Molte delle persone che partecipano alla principale Mostra Internazionale di Architettura, la Biennale di Venezia, attribuiscono maggiore importanza alla sostenibilità che alla bellezza della forma. Dove individuano questa bellezza può anche stupire.

Il padiglione svizzero è ben piazzato: è il primo a stagliarsi lungo il viale dei Giardini veneziani, che nelle rassegne di arte e architettura degli scorsi anni hanno ospitato opere e dipinti di grande spessore. Quest’anno invece, in occasione della 18. edizione della Mostra, gli operatori del settore ostentano grande sobrietà.

Il team elvetico non solo non ha aggiunto nulla alla costruzione, ma l’ha addirittura privata di un muro eretto nel 1952 secondo i piani dell’architetto svizzero Bruno Giacometti. Questo atteggiamento è condiviso da più parti: l’intera Biennale è pervasa da un senso di reticenza, da un’inedita ponderatezza e addirittura da un velo di scetticismo nei confronti della stessa edilizia.

Abbattere i muri

Per l’intera durata della Mostra l’artista Karin Sander e lo storico dell’arte Philip Ursprung, entrambi titolari di una cattedra al Politecnico di Zurigo, hanno rimosso una parte della muratura e tutte le griglie metalliche del padiglione svizzero.
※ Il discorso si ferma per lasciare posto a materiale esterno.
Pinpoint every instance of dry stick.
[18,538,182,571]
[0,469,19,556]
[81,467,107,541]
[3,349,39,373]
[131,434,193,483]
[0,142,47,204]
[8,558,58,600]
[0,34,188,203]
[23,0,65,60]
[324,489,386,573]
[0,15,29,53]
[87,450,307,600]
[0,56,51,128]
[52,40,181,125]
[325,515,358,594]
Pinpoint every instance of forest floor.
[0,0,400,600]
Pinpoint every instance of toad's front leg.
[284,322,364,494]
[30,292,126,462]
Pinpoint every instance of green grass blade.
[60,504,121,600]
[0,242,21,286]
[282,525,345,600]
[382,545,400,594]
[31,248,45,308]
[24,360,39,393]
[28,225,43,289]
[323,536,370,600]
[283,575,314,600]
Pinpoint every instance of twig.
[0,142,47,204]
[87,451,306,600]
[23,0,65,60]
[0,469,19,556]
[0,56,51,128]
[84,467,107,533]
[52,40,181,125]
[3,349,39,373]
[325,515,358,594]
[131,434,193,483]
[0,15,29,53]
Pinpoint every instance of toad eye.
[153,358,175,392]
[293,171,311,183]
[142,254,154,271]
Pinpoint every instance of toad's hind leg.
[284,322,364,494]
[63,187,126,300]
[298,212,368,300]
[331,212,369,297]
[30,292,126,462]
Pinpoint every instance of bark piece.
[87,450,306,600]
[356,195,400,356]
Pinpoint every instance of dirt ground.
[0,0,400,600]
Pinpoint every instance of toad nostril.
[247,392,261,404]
Con questo intervento di snellimento hanno aperto una breccia visiva verso il vicino padiglione venezuelano: “Neighbours” è anche la denominazione che la Svizzera ha scelto per la presenza di quest’anno nella Laguna. Collegamento esterno

Il tema del vicinato viene riproposto anche nella collaborazione tra l’architetto svizzero Bruno Giacometti e il suo collega italiano Carlo Scarpa.

Negli anni 1950 un assiduo e proficuo scambio aveva permesso ai due di sviluppare i rispettivi progetti. Una vicinanza che nonostante i difficili rapporti politici viene ora messa in luce da una sottile modifica architettonica. Grazie alla nuova configurazione degli spazi l’intervento mira, infatti, ad aprire nuove prospettive.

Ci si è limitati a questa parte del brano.